The story is simple. Why should you believe the testimony of everyone who teaches you today? Because the first witnesses upon whom those teachings are founded would not have suffered for a lie. They were afraid to suffer until they verified for themselves the truth. Then, and only then, did they accept suffering, and proceed with their mission to present Life to others so that they may pass the Truth to you today.

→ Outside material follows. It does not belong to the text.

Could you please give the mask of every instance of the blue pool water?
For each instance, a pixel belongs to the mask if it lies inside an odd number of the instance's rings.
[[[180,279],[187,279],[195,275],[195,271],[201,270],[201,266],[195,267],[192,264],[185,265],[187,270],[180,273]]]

In the end, the magnitude of Christ’s presence on earth would be negligible but for the following reality:

  • Confucius’s tomb: occupied
  • Buddha’s tomb: occupied
  • Mohammed’s tomb: occupied
  • Jesus’ tomb: EMPTY.

So as you celebrate Christmas, never forget the “power of His resurrection” (Philippians 3:10), and that the only reason we believe that Christ is Lord, not lunatic or liar, is because we have a “living hope through the resurrection of Jesus Christ from the dead” (1 Peter 1:3). Knowing that we believe in the verified truth of the apostles, who “with great power … gave witness to the resurrection of the Lord Jesus” (Acts 4:33), let us never lose faith. They gained nothing to witness a lie to us, but we gain everything by believing the truth. Built upon the foundation of the resurrection, every other event in Christ’s life bears its significance. Feel boldness in declaring this baby born in a manger to be God. The Greek hymn (eparthenos) we sing during the Liturgy of the Feast of the Nativity (Christmas) should then have more significance to you:

“Today, the virgin bears Him who is transcendent, and the earth presents the cave to Him who is beyond reach. Angels, along with shepherds glorify Him. The Magi make their way to Him by a star. For a new child has been born for us, the God before all ages.”


Further suggestions:

I highly recommend everyone to watch a great lecture given by a wonderful church servant and author, James Helmy, titled, “The Greatest Proof of All” (https://www.youtube.com/watch?v=jSYIvXRCc30)

Now that you have read this blog post, I also recommend you read 1 Corinthians 15, St. Paul’s famous chapter on the Resurrection. It should have newfound meaning to you.